Além de prestar atendimento psicológico, o objetivo da equipe é levantar informações atualizadas sobre as vítimas e verificar a necessidade de apoio ao regresso sanitário de sobreviventes. Com base nas informações, o Ministério da Saúde irá avaliar o envio de equipe da área de saúde mental para realizar apoio técnico ao serviço psicossocial do município de Chapecó (SC).

Luto oficial

A Chapecoense jogaria nesta quarta-feira (30) a primeira partida da final da Copa Sul-Americana contra o Atlético Nacional, da Colômbia. O avião que levava a equipe, jornalistas e dirigentes esportivos caiu antes de conseguir pousar em Medellín. No acidente, 71 pessoas morreram e outras cinco sobreviveram.

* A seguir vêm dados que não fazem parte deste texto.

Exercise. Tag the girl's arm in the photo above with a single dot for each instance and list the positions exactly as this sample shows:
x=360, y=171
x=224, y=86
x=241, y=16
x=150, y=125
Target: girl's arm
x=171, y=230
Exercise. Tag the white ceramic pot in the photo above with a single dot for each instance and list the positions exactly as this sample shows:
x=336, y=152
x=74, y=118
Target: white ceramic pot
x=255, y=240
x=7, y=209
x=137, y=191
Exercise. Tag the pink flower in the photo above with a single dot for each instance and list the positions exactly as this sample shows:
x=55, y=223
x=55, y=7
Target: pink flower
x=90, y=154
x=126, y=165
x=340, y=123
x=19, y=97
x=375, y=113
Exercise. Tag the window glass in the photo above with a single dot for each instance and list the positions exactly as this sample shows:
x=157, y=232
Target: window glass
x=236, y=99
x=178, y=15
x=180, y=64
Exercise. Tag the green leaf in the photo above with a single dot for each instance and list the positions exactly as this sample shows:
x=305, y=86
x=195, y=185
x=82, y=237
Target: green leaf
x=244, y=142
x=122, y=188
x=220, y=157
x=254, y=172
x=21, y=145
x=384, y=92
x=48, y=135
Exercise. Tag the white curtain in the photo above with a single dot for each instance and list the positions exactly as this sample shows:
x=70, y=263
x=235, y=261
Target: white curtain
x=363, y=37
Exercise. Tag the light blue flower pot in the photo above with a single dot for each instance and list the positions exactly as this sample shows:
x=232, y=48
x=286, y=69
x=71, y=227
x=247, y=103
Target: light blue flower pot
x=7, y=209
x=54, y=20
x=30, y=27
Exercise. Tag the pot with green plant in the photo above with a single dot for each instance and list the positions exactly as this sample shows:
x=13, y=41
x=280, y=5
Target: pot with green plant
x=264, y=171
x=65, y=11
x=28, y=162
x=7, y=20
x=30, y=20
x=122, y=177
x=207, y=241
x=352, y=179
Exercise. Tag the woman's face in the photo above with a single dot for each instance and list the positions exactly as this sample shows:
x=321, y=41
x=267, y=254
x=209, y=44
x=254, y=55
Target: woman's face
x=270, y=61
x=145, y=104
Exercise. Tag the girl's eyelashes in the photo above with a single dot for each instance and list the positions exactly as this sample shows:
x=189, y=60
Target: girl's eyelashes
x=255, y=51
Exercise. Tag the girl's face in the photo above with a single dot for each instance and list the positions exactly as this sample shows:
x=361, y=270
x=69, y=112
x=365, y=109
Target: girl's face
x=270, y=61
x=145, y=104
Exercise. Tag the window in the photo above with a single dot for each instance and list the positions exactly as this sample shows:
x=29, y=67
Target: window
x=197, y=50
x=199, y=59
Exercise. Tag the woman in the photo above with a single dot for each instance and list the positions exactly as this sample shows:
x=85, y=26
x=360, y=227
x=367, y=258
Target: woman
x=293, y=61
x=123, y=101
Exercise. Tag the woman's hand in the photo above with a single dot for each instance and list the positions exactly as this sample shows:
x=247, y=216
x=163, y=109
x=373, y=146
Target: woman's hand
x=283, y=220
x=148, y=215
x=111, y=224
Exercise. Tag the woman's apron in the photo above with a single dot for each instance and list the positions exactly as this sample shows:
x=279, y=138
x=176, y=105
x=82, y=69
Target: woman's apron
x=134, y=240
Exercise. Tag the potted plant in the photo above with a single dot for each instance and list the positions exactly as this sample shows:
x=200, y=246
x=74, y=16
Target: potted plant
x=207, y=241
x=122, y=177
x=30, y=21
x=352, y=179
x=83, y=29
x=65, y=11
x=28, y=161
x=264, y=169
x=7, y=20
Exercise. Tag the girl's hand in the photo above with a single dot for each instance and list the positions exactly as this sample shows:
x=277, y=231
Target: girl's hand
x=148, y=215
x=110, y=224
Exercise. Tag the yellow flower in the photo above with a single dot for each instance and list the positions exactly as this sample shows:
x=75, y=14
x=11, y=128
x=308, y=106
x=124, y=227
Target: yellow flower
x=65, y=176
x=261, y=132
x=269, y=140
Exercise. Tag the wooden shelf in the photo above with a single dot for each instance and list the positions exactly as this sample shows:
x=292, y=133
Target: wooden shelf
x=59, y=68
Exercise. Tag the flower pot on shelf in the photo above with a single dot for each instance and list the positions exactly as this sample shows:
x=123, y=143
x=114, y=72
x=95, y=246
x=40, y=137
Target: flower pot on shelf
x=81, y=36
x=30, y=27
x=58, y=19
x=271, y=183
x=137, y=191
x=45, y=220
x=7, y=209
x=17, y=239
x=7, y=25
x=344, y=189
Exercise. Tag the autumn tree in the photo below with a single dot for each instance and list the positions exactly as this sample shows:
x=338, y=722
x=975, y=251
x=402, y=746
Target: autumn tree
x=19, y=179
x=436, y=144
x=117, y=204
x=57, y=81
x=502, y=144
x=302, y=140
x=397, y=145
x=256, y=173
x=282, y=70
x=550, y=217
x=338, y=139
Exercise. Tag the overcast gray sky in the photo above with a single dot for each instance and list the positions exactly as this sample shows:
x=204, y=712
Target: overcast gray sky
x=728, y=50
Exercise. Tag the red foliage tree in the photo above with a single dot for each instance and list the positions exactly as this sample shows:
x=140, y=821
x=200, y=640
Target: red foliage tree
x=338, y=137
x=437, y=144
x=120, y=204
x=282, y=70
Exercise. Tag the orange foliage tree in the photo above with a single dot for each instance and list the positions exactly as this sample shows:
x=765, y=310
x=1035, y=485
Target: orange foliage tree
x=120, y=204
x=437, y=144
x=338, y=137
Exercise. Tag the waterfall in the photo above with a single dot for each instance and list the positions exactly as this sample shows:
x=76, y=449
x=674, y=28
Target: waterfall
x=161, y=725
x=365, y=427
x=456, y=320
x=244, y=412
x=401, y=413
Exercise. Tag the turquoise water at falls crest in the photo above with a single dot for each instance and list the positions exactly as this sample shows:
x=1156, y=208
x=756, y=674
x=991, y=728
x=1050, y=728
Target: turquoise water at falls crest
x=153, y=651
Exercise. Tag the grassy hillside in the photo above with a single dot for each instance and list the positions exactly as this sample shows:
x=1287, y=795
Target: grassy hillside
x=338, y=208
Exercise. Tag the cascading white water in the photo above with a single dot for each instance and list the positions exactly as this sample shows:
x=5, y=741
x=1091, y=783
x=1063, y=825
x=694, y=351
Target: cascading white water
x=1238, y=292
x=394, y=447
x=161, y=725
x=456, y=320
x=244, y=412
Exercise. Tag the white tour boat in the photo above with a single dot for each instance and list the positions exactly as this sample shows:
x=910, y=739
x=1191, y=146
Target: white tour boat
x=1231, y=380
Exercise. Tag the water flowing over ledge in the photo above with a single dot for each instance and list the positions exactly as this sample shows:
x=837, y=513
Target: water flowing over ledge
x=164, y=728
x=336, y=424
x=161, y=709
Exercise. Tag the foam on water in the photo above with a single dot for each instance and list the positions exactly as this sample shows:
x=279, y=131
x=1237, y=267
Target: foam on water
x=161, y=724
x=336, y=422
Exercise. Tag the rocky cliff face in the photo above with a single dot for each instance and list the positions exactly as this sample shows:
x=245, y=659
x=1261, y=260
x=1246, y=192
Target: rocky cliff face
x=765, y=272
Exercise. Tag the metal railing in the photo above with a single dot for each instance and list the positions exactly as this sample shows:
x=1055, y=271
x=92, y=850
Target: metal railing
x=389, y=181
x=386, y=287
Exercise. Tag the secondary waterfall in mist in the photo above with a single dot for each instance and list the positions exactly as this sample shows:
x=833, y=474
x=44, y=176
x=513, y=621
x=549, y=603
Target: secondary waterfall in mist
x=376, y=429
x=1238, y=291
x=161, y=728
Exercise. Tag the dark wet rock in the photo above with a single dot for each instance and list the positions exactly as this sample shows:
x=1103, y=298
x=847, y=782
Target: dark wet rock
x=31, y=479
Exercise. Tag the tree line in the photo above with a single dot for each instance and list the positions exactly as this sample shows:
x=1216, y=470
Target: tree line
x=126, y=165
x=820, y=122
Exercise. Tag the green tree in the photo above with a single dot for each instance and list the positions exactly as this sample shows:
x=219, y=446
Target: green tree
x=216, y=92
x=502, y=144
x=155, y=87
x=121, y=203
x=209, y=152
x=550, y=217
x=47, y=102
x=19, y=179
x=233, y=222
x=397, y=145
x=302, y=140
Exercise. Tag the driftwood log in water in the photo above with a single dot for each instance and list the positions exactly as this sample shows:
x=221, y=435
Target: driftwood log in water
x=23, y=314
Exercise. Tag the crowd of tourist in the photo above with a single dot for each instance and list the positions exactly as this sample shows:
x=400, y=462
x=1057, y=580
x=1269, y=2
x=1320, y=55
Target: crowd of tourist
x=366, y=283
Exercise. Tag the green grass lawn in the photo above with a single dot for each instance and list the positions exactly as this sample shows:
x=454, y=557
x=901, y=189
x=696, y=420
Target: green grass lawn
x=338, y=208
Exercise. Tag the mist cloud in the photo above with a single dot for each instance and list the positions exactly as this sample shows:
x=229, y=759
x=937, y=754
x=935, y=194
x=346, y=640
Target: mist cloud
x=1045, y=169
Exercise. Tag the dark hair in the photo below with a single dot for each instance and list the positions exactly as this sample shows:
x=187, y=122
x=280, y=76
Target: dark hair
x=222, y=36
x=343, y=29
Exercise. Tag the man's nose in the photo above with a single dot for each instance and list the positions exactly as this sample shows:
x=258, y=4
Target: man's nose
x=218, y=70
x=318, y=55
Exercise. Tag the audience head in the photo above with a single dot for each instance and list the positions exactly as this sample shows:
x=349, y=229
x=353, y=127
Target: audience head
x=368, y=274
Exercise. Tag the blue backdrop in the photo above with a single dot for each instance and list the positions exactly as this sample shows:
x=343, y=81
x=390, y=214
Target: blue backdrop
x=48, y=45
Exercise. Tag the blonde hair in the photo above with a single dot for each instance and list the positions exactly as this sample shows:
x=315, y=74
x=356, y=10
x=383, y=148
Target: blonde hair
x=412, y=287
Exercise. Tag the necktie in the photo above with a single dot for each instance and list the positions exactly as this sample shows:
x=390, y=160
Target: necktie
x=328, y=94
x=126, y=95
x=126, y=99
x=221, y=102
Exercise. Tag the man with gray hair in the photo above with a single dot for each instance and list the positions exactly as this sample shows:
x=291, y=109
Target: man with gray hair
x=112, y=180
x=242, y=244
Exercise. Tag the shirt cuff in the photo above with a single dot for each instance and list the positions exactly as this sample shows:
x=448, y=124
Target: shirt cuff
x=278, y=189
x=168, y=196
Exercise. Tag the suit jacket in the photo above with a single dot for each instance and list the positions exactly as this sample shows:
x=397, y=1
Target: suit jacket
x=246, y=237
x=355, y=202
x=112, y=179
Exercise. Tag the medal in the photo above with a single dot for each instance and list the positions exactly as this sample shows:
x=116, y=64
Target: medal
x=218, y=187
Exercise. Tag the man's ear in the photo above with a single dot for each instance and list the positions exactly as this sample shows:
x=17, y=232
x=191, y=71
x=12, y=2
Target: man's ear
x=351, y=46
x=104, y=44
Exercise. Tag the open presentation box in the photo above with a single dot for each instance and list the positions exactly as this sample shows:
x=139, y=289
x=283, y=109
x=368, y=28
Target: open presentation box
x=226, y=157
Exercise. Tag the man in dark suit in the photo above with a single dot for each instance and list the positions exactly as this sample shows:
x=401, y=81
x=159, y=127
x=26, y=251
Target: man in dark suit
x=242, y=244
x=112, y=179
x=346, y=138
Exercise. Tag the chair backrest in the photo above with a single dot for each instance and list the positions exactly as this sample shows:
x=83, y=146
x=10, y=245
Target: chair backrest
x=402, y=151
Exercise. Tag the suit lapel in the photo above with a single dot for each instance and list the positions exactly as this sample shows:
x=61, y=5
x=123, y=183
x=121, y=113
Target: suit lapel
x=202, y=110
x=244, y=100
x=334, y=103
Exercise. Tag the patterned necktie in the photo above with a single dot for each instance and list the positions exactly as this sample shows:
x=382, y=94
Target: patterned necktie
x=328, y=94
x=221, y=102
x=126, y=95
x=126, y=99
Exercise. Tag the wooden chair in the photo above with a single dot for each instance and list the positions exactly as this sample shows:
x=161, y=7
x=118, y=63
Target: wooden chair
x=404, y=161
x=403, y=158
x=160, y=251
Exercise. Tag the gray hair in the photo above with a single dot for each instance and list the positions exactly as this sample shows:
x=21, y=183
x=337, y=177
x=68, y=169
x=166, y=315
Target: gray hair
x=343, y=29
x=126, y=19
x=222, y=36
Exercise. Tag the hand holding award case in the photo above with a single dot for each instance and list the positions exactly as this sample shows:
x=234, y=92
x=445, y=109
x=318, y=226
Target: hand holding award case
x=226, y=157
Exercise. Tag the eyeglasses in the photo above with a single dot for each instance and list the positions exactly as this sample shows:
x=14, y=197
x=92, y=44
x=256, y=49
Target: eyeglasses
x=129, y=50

Por conta do desastre, o presidente da República, Michel Temer, decretou luto oficial de três dias pela morte dos brasileiros na queda do avião. Temer também determinou que os ministérios da Defesa e das Relações Exteriores dessem todo o apoio necessário aos familiares das vítimas e aos sobreviventes.

Força Nacional do SUS

A Força Nacional do SUS foi criada em novembro de 2011 para agir no atendimento às vítimas de desastres naturais, calamidades públicas ou situações de risco epidemiológico e desassistência, quando for superada a capacidade de resposta do estado ou município. Desde então, participou de outras 28 missões de apoio em caso de desastres naturais, na gestão de grandes eventos, de assistência a tragédias.

Para que o grupo seja acionado, o município ou o estado deve decretar situação de emergência, calamidade ou desassistência, solicitando o apoio do Ministério da Saúde.

Com isso, é deslocada uma equipe para a chamada missão exploratória, quando profissionais vão até o local para fazer um diagnóstico da rede de saúde e verificar a necessidade de apoio em relação a equipamentos, insumos e profissionais de saúde.